The ordinance will also affect chewing tobacco, snuff and cigars but not tobacco or nicotine vapes. Some council members, Katie Cashman (Ward 7) and Aurin Chowdhury (Ward 10) expressed interest in proposing similar regulations for vape products.
Council member LaTrisha Vetaw (Ward 4) said she strived to author the bill because of her background in public health and watching close family members grapple with addiction.
“I educated myself on the dangers of smoking,” Vetaw said. “It was kind of a personal mission to just, like, educate people in no way that I’d ever think I would have a job where I could do it.”
Vetaw said the City Council landed on the $15 per pack price tag after collecting data and conversing with tobacco store owners. On average, a pack of cigarettes costs around $13.50 per pack before the ordinance, Vetaw added.
Marianna Peters, manager of The Hideaway, a smoke shop in Dinkytown, said since their prices have not changed yet, they have seen more customers looking to buy cigarettes than ever before.
Peters said she has been hearing a lot of customers planning to quit or cut down on smoking once the ordinance takes place.
“A lot of people are saying they’re going to try to quit, but they’re doubtful that they will,” Peters said. “What will happen is people are saying ‘I quit,’ it’s going to increase the (sale of) vapes.”
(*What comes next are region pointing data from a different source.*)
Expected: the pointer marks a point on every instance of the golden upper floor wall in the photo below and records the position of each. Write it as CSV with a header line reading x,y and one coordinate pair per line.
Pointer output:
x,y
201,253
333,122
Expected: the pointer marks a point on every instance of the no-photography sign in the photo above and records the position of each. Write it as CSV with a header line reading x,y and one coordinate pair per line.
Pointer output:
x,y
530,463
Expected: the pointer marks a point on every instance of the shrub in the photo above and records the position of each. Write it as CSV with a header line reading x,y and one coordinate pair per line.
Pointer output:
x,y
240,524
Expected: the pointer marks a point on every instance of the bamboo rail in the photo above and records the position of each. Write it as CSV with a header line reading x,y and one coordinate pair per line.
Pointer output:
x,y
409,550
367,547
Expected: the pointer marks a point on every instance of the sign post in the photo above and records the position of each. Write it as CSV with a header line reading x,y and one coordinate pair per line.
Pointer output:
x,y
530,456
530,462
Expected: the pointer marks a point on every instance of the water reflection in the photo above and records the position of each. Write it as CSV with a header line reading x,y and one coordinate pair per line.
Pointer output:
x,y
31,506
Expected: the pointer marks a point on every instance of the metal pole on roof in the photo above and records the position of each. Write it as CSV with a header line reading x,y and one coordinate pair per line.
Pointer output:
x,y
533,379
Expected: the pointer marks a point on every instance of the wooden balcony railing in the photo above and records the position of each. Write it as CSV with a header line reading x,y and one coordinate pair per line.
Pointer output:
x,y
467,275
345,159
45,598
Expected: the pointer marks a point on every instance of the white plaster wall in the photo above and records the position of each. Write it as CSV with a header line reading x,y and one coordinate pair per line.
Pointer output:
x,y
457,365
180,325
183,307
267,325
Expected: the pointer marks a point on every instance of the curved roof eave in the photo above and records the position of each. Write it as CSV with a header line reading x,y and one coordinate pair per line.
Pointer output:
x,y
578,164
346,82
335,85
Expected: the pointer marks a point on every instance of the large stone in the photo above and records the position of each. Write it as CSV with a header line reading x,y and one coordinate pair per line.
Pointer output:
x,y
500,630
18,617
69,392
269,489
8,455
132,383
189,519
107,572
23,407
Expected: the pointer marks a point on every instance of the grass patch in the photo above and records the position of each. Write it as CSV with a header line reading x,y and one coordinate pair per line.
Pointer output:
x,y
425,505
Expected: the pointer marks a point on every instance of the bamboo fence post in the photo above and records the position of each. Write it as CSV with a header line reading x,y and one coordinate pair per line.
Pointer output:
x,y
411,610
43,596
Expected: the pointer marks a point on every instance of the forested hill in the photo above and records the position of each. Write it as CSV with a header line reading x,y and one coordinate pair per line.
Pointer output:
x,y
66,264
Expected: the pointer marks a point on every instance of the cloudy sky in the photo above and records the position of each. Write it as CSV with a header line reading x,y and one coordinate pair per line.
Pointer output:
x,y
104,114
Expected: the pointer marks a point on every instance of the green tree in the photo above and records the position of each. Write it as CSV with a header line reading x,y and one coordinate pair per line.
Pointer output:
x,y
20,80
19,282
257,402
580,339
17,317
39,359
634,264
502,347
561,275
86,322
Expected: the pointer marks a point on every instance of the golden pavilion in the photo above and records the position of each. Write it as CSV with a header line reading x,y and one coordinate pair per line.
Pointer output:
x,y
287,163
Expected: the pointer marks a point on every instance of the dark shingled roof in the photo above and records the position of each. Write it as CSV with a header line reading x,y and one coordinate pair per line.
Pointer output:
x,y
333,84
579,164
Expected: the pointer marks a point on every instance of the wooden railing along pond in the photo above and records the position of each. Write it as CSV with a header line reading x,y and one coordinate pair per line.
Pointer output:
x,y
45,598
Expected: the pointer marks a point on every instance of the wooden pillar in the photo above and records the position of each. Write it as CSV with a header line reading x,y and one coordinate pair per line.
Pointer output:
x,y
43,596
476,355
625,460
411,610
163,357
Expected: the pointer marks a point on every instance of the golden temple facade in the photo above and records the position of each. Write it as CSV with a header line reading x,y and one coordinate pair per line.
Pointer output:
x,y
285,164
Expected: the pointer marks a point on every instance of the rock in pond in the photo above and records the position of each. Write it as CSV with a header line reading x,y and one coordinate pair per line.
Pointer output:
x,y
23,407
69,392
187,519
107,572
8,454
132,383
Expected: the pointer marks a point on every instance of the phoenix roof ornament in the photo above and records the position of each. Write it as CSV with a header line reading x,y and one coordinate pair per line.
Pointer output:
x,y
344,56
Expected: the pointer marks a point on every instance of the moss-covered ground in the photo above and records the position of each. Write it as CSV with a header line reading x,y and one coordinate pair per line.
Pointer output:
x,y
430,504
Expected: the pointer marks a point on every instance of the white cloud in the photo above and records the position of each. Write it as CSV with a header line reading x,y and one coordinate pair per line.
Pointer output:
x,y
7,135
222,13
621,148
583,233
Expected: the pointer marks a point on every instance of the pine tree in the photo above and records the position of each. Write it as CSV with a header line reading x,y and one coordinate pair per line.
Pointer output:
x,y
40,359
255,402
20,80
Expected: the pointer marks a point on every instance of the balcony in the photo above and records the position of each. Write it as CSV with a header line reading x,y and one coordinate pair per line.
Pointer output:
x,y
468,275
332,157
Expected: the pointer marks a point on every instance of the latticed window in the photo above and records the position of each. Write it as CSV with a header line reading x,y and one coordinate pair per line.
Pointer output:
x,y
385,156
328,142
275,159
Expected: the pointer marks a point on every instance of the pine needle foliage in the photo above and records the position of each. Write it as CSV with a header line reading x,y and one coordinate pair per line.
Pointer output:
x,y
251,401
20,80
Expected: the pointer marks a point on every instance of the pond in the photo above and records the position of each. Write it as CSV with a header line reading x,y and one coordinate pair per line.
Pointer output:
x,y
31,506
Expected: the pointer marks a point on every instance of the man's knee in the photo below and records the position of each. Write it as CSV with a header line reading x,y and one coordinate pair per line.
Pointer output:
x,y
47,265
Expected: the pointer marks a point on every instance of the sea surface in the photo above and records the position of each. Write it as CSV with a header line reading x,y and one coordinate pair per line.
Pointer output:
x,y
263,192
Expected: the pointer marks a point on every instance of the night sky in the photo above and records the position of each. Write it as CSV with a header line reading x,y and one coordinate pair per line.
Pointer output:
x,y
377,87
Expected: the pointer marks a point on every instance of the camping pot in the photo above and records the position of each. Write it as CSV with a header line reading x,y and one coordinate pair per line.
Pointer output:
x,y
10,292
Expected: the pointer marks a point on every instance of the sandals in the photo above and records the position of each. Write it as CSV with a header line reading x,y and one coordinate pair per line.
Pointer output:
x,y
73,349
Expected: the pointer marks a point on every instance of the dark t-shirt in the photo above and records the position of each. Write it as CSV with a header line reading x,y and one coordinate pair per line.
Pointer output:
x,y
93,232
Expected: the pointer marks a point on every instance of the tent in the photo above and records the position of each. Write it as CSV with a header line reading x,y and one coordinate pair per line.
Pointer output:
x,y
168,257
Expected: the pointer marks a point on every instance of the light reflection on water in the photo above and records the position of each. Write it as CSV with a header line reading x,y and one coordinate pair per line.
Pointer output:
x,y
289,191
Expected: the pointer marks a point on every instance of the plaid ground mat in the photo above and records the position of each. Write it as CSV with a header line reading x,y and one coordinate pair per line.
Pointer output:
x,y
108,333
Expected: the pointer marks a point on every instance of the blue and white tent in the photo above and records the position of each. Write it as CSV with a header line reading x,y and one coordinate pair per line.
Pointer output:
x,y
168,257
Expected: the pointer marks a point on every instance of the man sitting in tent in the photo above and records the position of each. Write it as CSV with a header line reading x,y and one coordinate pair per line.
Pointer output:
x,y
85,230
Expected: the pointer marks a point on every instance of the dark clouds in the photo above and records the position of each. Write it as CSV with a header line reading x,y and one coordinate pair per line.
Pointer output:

Vetaw said she heard a flow of positive responses from community members about the ordinance. According to Vetaw, this ordinance has pushed some to quit smoking.
Teren Olvera, an employee at Campus Market and Tobacco in Dinkytown, said he heard many customers were coming to the store because their prices had also not raised to $15 yet. Olvera added many customers are buying around 10 packs of cigarettes to stock up.
“We don’t allow much more sale past that just because if we allow everyone to buy all the cigarettes they could, we’d be gone right away,” Olvera said. “We’ve definitely had a lot more sales knowing that (the ordinance) is gonna come soon.”
Vetaw said the ordinance could discourage smoke shops from selling cigarettes in the future, however, she added that the tobacco industry tends to create newer and more affordable options quicker than the Council can enact policies.
“While we’re working on raising this price, they’re busy creating something different and more affordable,” Vetaw said. “That’s why there’s always the opportunity for policy change.”
Olvera said some customers plan to turn to alternatives like nicotine pouches, which will raise those products’ popularity, while others said they would drive to a different state to get more affordable cigarettes.
Peters said she expects people to start switching to other products, like flavored nicotine vapes, once the ordinance takes effect. Peters added Hideaway does not fear future restrictions, but a ban on flavor cartridges would be tough for their sales.
Peters said the tobacco industry is usually ahead with new products and innovations, making most restrictions or bans on products too late to harm businesses. Peters said if there is a flavor pod ban, people will still vape nicotine but with no flavor.
“We do have a vape that’s got two separate pods, so it has a nicotine pod and then a flavor pod,” Peters said. “So we kind of have that to hopefully counteract that.”
John Dringus
Jun 12, 2024 at 12:05 pm
Everyone in the comment section is being a major biznatch, besides being completely uncreative squares and stiffs. Grow your own tobacco and make with it what you’d like, you can smoke it, chew it or even snort it. We should be limiting the profits of huge tobacco and instead encouraging horticultural endeavors and possibly even an underground network of safe, affordable small-scale tobacco.
Gina
Jun 11, 2024 at 12:35 pm
This is only a Minneapolis policy, so it will only impact people without the transportation necessary to leave the city and buy cigarettes elsewhere. It will function essentially as a poverty tax. Why are we devoting resources to harming poor addicts and the future business of Minneapolis smoke shops when we could be helping people connect to resources for quitting instead?
Ken DeYoe
Jun 10, 2024 at 2:22 pm
Government overreach in action. Period. Minneapolis City Council has become a perilous group dividing the city and making it worse. Politicians need not be anyone’s parents.
Thomas
Jun 10, 2024 at 10:31 am
“It was kind of a personal mission to just, like, educate people in no way that I’d ever think I would have a job where I could do it.”
These are clearly the words of an extremely educated, intelligent person.
Steve Hauser
Jun 10, 2024 at 9:28 am
I wonder if the Mpls councilpersons will be coming forth with new laws governing soda and/or fast foods. And why not mandatory exercise? Clearly, the council knows more about what is/isn’t healthy than the do their constituents.